Tuesday, June 5, 2007

I think I think too much.

I think I think so much I over think it. Maybe I don't over think it and I think about it just enough. Which happens to be more than others think about it. Almost like that line, "people who feel insane are just the few sane in an insane world."

So there are things that I 'need' to be OK with and there are things that I 'should' be OK with. I am having a hard time determining which is which. To explain, let's say something happens to me that prompts me to feel hurt/upset/frustrated/annoyed. At this time I deal with my feelings at the time in a way that helps me deal with the situation. Then after that, when I have my thinking time, I go back over my day and try to figure out where to go from where I am at that moment. Then I think about this situation. Here is my issue: Is this situation a thing that I 'need' to be OK with or that I 'should' be OK with. If it is just me being immature or short sighted, I 'NEED' to grow and deal with it. But if it is me being exactly where my heart and mind should be, sane in an insane world, I don't want to be OK with it or let it slide just because I 'SHOULD'.

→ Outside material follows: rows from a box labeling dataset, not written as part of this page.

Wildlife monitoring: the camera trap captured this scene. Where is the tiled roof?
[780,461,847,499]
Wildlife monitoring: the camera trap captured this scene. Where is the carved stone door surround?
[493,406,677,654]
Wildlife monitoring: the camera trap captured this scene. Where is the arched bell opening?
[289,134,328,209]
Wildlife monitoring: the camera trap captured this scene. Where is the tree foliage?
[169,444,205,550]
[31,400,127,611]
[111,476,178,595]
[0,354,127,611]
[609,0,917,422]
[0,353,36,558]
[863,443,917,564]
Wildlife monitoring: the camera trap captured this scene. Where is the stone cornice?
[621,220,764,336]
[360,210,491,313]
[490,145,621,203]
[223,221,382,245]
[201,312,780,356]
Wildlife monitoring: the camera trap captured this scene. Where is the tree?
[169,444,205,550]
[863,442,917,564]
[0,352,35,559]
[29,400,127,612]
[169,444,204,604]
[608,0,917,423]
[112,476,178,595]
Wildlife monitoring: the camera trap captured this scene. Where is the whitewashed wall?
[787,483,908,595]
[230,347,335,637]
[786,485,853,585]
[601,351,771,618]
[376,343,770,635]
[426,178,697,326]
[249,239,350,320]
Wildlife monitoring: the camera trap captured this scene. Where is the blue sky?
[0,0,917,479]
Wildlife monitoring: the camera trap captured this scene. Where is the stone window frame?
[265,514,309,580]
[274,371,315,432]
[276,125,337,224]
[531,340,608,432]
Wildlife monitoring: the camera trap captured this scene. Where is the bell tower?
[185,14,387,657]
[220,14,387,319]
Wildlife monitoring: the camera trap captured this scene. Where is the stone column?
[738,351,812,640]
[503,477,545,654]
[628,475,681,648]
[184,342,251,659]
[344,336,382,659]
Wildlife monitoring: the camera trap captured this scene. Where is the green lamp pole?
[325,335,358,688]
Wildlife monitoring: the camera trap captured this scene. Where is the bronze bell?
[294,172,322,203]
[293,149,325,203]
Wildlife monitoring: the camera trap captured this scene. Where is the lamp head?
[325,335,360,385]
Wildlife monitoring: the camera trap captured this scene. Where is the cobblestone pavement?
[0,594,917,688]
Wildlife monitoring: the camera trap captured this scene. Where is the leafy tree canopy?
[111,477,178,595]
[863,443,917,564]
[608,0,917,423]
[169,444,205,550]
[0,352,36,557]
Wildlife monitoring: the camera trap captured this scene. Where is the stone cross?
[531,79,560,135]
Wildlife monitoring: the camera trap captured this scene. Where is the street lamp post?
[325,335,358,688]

I really hope this thought line is able to be followed because I believe that it is incredibly important and not readily addressed. How many times has someone said, "that is just the way things are. deal with it."? Yes, perhaps that is the way things are but it is not the way things should be. I will not just deal with it. I will not sit by and just be OK with it, I want to change it. Why accept this approach and give up on what your heart is telling you just because it is the way others approach it?

Balance comes up yet again. I want it because it is the best way. Discernment is a skill that I need to fine tune before balance in this matter will even be an option for me.